Other hot indices are strongly up as well. The Taiex – where TSMC accounts for more than 40% of the total market cap – is up around 1.60% to a fresh ATH, and the Kospi rallies another 4.50% to a fresh ATH as well.
Stress of missing out
Interestingly, the Kospi’s VIX – the volatility index of the Kospi – stands near 75 today. This is an exceptionally high level. Historically, you would expect this index to hover around the 20 mark. It has spiked to 40 a few times before the beginning of the memory-chip-shortage-led rally. And now it stands at 75.
Now, this is weird, because the VIX measures the level of market stress. Normally, when equity prices go up, the VIX remains at low levels because investors buy when they are not too stressed, and they build their positions slowly.
The VIX usually spikes during periods of heavy selloffs because investors sell in panic, all at the same time. But the spike in the VIX, alongside the Kospi’s historic rally, shows that investors today are rather buying in panic, scared to miss out on something big. Yet conviction is also weakening as prices move higher and market breadth narrows.
Tech and the rest
Speaking of that, indices with less tech exposure, like the Stoxx 600 and the UK’s FTSE 100, have lagged well behind the tech-heavy S&P 500 since mid-April. There, rising inflation and rising yields, amid expectations of potential – and probable – rate hikes, are weighing on investor sentiment in the absence of sufficient tech exposure.
Last week’s US GDP update came in a bit softer than expected, while Canadian GDP printed a second consecutive monthly decline, suggesting that Canada has stepped into a technical recession.

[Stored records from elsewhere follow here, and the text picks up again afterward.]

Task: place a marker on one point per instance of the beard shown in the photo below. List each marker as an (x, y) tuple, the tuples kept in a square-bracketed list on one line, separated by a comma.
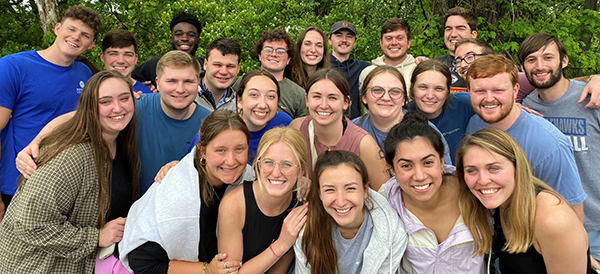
[(555, 76)]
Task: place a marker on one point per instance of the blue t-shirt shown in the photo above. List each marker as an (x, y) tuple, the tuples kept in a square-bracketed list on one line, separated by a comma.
[(36, 91), (367, 124), (162, 139), (280, 119), (138, 86), (549, 152), (453, 120)]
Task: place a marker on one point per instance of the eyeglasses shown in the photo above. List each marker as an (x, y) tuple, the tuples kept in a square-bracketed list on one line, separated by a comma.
[(469, 58), (395, 93), (279, 51), (285, 167)]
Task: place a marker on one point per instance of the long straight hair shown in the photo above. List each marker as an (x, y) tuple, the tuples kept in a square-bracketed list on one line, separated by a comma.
[(84, 127), (518, 216), (215, 123), (317, 242)]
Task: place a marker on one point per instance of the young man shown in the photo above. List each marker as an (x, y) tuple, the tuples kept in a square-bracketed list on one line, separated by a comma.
[(342, 39), (119, 53), (458, 23), (167, 121), (273, 49), (395, 41), (493, 84), (221, 67), (543, 58), (38, 86), (185, 32)]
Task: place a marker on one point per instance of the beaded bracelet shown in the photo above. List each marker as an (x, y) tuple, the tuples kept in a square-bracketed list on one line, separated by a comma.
[(271, 247)]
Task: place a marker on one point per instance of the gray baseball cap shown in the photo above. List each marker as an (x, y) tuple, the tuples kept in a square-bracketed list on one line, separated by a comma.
[(342, 25)]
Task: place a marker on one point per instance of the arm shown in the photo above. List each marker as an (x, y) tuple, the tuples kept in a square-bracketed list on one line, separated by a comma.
[(561, 239), (592, 89), (373, 159), (24, 161)]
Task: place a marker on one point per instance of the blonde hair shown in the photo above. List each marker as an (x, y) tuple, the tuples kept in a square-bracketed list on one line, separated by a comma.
[(519, 215), (292, 138)]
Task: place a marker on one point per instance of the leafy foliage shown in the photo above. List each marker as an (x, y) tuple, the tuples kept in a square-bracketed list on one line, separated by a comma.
[(502, 23)]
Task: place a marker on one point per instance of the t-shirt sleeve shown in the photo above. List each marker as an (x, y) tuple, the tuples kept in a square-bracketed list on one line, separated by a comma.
[(149, 258), (9, 89)]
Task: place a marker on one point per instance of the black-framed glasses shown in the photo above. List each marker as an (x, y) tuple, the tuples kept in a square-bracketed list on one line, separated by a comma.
[(279, 51), (285, 167), (395, 93), (469, 58)]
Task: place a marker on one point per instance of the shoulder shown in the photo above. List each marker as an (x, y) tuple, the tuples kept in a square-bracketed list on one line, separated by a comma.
[(296, 123)]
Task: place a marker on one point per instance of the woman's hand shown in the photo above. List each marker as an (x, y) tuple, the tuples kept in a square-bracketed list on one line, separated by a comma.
[(111, 232), (220, 266)]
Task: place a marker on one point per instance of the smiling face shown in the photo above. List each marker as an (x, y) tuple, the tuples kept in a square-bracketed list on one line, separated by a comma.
[(184, 37), (395, 46), (311, 51), (343, 194), (418, 169), (431, 93), (226, 157), (342, 42), (325, 102), (493, 99), (544, 67), (489, 175), (258, 102), (462, 52), (221, 71), (73, 37), (384, 106), (275, 182), (272, 61), (178, 88), (115, 107), (122, 60), (455, 29)]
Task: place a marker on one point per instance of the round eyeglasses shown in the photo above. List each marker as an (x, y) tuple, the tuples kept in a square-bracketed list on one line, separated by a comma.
[(395, 93), (285, 167), (279, 51), (469, 58)]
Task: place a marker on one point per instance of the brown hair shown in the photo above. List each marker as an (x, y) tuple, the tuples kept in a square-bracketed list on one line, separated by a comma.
[(298, 69), (177, 59), (537, 41), (275, 36), (464, 13), (317, 242), (84, 127), (491, 65), (215, 123), (86, 15), (118, 38), (519, 214), (394, 24)]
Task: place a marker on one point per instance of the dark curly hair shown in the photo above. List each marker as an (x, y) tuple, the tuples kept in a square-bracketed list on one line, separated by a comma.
[(186, 17)]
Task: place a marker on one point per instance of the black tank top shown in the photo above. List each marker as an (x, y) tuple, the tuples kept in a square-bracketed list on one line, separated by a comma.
[(259, 230)]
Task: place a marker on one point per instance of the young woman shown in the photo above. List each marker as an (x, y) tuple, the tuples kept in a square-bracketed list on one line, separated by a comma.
[(85, 182), (255, 222), (172, 228), (328, 96), (535, 230), (449, 112), (350, 228), (384, 94), (425, 195), (310, 54)]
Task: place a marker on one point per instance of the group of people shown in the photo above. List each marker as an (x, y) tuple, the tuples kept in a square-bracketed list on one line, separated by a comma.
[(179, 166)]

China’s latest PMI data, on the other hand, came in mixed. The official PMI figures hinted that manufacturing activity had fallen back to 50 – the threshold that distinguishes expansion from contraction – yet the Caixin PMI suggested that the slowdown in manufacturing expansion was less severe than analysts had expected.
What’s next?
It depends. Global oil reserves are falling fast, and markets are not pricing an extended closure of the Strait of Hormuz, meaning that upside risks to oil prices loom. It is said that the fact that China is using its vast oil reserves to keep running has been one of the major reasons keeping oil prices in check throughout the conflict.
No one knows when China will start running out of energy reserves, but we know that the situation in the rest of the world becomes tenser by the day. Exxon’s Senior Vice President warned that we are ‘approaching unheard-of inventory levels’ and that oil prices could spike to the $150–160pb range in the next two to three weeks.
They wouldn’t stay there, obviously, as oil is not like the Kospi index: when prices rise too high, demand weakens and helps cap the upside. But betting on peace when the related news flow remains unhelpful carries risks.
So, coming back to what’s next?
If the dust in the Middle East settles in the next few weeks, global yields could ease, and that could support capital flows from tech to non-tech pockets of the market. If yields keep rising, a correction – even in tech – will be inevitable.
The jobs week
This week, the focus will shift to US jobs data. The US economy is expected to add around 95K nonfarm jobs, with wage growth easing slightly to 3.5%. That’s still above the Federal Reserve’s (Fed) 2% inflation target, but Americans’ squeezed purchasing power and rising debt levels will help Fed watchers look past the actual number and focus on whether the figure comes in softer/stronger than expected.
- A set of data in line with expectations will keep Fed expectations balanced: no rate cut this year.
- A stronger-than-expected set of figures could further boost bets on a late-year rate hike, while
- A softer-than-expected set of figures will hardly bring rate-cut hopes back to the table before the Middle East war ends.
The US dollar index remains seated above its 50-DMA this morning, as US crude rebounds 2% on meagre progress in US-Iran talks. US futures are in positive territory, while non-tech European indices hint at a slow start, confirming that if you strip tech away, the rest of the world’s industries look pretty bleak.